Por isso não recebia o minicortejo em visita pascal à aldeia; preferia manter o cérebro embotado, fechado, e fechada a casa que foi dos dois, enquadrada no meio de pinhais e eucaliptais, um conjunto belo, a tender para o sumptuoso, banhado todo o dia de luz, claridade, em antagonismo com a tristeza que lhe inundava a alma.  A Teresa sonhara constituir família; casar-se era o seu sonho. E de tanto gostar, como tantas vezes sucede, a incerteza da vida encarregou-se de a contrariar. 
Chegada à idade de o seu coração começar a bater mais célere e os seus olhos não se cruzarem a não ser com o jovem eleito para formar vida e dar vida, começaram projectos comuns à medida que os corpos se aproximavam, mas sempre dominando impulsos infrenes, em excessos, que a entrega total chegaria a seu tempo, antes abençoada e prometida. 
Sem contar, as dores de cabeça vieram amiúde; as imagens apareciam distorcidas, o diagnóstico foi fácil, mas ela acreditava numa remissão; bem podia acontecer a cura; que não desanimasse, isto e aquilo, diziam-lhe e a Teresa deixou-se embalar num grito de esperança para combater a revolta nascente. 

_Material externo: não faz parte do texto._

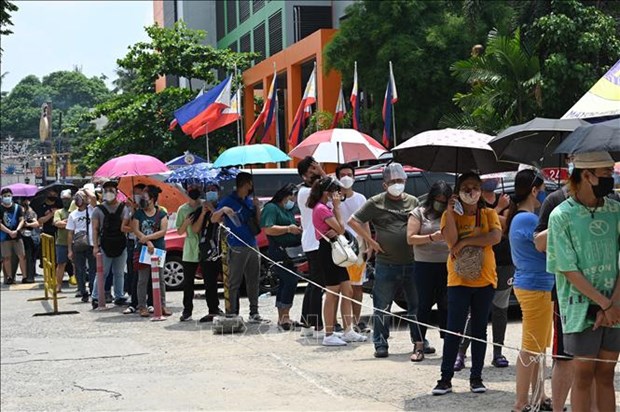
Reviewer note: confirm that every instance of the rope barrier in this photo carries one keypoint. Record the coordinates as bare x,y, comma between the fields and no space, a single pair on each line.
428,326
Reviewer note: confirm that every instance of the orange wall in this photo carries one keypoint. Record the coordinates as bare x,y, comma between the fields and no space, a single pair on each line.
289,61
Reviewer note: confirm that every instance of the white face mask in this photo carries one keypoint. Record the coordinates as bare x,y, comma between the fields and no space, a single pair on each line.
396,189
470,198
346,182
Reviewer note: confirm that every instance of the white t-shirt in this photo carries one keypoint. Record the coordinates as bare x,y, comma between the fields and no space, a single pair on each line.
308,238
77,222
349,206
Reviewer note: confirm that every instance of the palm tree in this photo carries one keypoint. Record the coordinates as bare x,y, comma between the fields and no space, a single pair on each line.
504,86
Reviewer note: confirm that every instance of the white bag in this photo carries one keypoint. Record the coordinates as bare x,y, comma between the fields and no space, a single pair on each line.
343,253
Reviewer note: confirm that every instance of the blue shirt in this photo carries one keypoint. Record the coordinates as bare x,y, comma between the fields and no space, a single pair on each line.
530,264
244,213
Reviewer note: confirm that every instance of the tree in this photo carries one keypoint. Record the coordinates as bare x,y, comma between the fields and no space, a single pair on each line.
138,118
422,39
504,86
6,8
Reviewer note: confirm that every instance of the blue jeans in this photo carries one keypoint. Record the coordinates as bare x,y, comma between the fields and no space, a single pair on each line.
81,260
288,281
388,278
463,299
114,267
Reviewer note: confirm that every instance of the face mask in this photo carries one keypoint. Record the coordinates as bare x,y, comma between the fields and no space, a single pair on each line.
470,198
211,196
439,207
396,189
347,182
605,186
194,194
109,196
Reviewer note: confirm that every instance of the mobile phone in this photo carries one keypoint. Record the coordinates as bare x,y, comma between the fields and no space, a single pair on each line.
458,208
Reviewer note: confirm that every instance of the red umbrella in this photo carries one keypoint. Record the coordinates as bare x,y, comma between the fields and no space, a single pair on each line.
339,145
131,165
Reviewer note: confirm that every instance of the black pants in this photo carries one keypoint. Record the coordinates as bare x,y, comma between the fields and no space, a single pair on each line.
312,306
210,271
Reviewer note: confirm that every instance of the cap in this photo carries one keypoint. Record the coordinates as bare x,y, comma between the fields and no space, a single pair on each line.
592,160
394,171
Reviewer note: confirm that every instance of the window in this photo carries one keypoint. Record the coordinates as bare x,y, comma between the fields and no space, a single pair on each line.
244,10
275,33
259,42
231,14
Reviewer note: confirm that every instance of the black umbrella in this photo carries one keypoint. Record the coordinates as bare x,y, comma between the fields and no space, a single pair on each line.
599,137
534,142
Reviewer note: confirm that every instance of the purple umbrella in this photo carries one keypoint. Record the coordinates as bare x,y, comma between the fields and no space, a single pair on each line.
22,189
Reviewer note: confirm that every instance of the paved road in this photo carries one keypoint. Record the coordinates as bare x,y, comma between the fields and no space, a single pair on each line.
109,361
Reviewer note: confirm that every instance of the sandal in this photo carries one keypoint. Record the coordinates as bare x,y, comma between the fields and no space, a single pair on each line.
500,362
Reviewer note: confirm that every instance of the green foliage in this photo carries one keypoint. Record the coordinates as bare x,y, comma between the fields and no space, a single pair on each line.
422,39
576,44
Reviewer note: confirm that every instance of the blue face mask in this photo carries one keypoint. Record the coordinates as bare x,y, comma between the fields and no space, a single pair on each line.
211,196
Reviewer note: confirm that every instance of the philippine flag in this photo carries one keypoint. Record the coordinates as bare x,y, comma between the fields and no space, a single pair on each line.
391,97
303,111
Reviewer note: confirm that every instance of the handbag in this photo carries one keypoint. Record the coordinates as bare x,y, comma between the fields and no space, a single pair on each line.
343,253
468,263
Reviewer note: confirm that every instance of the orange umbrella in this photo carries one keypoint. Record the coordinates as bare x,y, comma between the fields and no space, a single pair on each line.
170,197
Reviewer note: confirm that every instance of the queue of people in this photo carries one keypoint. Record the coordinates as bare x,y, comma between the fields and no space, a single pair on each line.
449,250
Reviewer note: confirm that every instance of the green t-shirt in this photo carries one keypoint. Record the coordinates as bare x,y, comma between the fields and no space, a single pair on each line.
389,218
274,215
61,234
580,242
190,246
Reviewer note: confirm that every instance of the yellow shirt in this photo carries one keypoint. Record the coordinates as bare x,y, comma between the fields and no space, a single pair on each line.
466,227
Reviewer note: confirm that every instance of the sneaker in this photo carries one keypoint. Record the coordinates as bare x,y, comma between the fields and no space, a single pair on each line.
352,336
442,387
381,352
333,340
476,385
459,364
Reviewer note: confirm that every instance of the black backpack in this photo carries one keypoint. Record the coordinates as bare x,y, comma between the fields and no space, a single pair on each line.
113,240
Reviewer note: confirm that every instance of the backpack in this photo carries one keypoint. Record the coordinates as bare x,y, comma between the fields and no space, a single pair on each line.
113,240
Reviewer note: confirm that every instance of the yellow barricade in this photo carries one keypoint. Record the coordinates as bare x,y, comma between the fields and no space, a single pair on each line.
48,259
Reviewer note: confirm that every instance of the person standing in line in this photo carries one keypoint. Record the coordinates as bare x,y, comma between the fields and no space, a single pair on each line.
532,286
431,254
11,224
471,277
352,201
583,253
394,267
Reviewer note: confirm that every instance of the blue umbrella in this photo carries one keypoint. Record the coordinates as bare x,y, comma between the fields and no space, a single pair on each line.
201,174
186,159
251,154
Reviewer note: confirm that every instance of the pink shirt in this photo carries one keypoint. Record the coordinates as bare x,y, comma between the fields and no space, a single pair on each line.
320,214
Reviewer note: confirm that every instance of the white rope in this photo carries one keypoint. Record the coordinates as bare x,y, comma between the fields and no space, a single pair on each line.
461,335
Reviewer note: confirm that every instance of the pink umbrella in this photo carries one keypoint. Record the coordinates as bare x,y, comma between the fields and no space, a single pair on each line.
22,189
339,145
131,165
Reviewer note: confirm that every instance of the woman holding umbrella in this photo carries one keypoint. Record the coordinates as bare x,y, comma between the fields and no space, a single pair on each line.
471,276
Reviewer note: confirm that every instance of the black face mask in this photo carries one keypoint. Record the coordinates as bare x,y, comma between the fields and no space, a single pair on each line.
605,186
194,194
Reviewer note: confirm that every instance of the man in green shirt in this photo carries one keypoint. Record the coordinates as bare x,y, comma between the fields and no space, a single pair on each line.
582,251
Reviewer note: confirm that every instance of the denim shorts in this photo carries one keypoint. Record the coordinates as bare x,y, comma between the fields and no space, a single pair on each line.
62,253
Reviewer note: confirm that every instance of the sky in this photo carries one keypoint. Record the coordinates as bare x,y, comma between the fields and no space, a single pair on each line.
57,35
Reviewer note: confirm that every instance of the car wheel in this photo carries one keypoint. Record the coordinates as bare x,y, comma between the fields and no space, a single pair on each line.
174,276
268,280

Não abdicou do seu sonho de sempre, de ser mulher e mãe, de acolher nos braços o fruto do seu grande amor, de sentir o seu corpo pequenino, a vida a nascer, que talvez se pudesse comunicar à que, às vezes, parecia esvair-se-lhe por entre a fieira do sonho. 

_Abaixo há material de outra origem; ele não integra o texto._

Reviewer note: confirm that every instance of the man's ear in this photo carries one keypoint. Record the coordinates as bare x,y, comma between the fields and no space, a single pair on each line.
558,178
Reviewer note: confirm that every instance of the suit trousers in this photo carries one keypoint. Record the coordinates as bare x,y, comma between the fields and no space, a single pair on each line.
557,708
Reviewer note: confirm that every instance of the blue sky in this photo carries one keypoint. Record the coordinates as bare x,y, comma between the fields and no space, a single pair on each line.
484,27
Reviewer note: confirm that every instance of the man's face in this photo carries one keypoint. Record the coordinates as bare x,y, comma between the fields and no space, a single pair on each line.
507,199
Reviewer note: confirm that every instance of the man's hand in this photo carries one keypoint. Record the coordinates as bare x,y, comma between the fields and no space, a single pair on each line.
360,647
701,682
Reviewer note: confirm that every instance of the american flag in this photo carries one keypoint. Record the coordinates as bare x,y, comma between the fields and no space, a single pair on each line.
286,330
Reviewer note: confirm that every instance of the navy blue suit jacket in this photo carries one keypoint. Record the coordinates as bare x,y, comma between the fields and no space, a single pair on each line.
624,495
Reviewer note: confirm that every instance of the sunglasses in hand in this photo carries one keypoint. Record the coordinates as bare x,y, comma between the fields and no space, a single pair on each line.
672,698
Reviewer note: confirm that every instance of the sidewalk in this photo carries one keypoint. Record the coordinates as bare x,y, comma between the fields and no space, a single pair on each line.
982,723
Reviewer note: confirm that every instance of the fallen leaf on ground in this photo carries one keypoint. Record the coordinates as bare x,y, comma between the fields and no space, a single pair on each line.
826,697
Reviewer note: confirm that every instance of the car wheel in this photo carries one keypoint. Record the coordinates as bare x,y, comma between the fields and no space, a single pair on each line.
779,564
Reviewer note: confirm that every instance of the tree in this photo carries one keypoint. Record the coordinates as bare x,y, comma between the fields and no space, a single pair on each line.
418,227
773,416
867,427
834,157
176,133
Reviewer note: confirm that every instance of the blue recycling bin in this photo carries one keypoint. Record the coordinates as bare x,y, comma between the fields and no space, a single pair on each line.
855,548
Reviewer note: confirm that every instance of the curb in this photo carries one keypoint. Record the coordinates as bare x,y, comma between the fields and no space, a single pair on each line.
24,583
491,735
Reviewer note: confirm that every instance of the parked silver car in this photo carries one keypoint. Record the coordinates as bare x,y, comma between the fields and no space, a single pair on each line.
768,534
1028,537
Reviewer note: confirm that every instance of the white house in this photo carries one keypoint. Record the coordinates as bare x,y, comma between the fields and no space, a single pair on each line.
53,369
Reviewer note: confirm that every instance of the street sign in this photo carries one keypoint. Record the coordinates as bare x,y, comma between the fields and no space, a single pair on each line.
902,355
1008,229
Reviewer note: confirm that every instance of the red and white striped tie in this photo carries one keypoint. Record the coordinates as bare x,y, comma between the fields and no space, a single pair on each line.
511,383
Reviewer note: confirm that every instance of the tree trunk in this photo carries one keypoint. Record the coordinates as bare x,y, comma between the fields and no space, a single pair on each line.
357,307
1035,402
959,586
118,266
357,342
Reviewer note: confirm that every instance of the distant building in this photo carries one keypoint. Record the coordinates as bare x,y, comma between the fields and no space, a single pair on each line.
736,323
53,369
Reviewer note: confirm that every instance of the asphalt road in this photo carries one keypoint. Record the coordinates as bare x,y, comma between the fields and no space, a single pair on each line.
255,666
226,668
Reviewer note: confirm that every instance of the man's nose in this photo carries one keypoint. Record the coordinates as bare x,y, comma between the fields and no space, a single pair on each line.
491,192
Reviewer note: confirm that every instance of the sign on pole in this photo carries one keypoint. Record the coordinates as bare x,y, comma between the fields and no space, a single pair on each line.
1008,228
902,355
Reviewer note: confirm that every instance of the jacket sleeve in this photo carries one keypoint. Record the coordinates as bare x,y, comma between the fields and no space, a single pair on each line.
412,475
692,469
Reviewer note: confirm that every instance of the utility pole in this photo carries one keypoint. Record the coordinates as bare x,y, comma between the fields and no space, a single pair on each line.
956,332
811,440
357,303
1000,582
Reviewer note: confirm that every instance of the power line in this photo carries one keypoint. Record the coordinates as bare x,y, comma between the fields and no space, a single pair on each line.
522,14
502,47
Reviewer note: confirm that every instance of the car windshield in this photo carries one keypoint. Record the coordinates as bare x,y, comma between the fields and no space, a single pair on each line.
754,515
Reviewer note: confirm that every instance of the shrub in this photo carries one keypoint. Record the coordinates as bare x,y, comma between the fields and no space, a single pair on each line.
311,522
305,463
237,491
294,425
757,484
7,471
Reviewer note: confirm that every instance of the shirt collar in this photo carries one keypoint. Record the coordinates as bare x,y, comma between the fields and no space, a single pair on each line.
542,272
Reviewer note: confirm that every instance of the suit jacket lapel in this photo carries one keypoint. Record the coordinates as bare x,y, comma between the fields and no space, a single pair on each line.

Não encontrou resistência na concretização no jovem que escolhera para seu companheiro para sempre, à luz das leis natural, humana e divina. 
Ambos partilhavam um raio de esperança na vida por muitos anos, por entre coisas doces e amargas, como sucede entre qualquer casal formado por uma mulher e um homem. 

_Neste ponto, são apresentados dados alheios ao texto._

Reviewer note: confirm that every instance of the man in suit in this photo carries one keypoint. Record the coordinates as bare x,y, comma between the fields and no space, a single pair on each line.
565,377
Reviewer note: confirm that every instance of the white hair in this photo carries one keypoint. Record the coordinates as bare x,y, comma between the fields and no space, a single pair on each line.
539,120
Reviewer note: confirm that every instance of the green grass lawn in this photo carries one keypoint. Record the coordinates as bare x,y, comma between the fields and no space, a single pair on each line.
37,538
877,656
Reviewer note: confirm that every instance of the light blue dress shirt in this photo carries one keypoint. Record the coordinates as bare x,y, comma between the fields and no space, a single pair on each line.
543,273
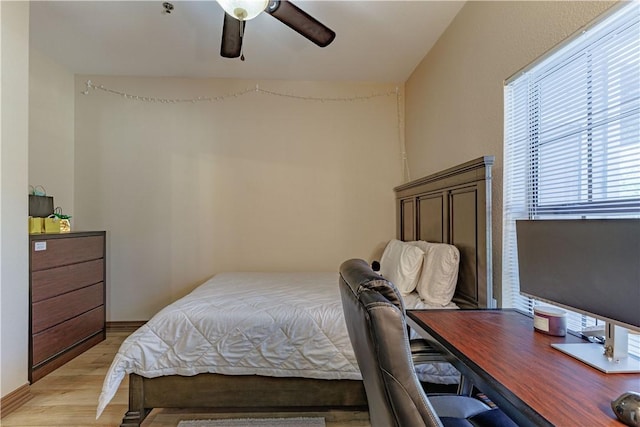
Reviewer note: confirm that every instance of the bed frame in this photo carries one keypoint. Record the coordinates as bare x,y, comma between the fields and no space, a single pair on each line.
452,206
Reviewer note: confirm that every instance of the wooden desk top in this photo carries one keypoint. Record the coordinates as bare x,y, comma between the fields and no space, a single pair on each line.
503,350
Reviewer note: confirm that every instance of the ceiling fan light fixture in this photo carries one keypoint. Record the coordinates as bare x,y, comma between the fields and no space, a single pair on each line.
243,10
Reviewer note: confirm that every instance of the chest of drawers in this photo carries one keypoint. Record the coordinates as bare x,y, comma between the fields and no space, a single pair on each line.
67,298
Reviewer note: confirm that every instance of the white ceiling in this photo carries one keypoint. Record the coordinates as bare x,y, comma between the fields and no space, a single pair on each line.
376,41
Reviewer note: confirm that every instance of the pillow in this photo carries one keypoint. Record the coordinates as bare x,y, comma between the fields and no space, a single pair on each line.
437,282
400,264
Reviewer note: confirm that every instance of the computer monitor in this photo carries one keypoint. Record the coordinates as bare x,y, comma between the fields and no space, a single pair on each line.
591,266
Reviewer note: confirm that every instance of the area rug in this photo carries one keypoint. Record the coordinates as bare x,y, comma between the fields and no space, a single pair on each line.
256,422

E chegou o dia de grande alegria. O seu sonho concretizou-se, por entre juramentos recíprocos de fidelidade, auxílio, assistência e geração de vida. A esperança inundava-lhes a alma. E assim partiram à descoberta dela, por entre desejos de que aquele dia jamais tivesse termo. 
De novo as dores e o agravamento de doença que não perdoa. E a morte chegou rápida, nem sequer dando oportunidade de experimentar o calor do corpo pequenino de uma nova vida. 
A Teresa foi a descansar, rumo à eternidade; antes de partir, jurou uma vez mais àquele que escolhera para marido continuar a amá-lo nesse outro mundo que ia acolher onde não há choro e nem ranger de dentes. 
Nem um nem outro, nesse amplexo de fim de meta final se lamentaram por cada um perder a companhia do outro. A felicidade tinha-os arrebatado. Nada havia que lastimar. 
Ambos quando se uniram sabiam que o desfecho era imprevisível e podia ser o pior,  como sucedeu, mas o amor triunfou. 
Não houve hesitações, não desfizeram a correr e sem olhar para trás os compromissos de tempos sem contratempos. Ambos se queriam fazer felizes e partiram para o incerto, o desconhecido, de mãos dadas, porque a felicidade, ainda que por pouco tempo, valia mais que a morte. 
Um grande amor vivido em tempos de crise, numa altura em que o egoísmo se apoderou dos nossos corações, em que domina a satisfação do nosso “ego” e o sacrifício não compensa, em que os valores de uma sã subsistência não importam, em que o respeito pela palavra até escrita se põe em causa, em que o outro não é levado a sério, vale enquanto vale, tornado descartável como objecto que se lança ao lixo, seja velho seja novo.  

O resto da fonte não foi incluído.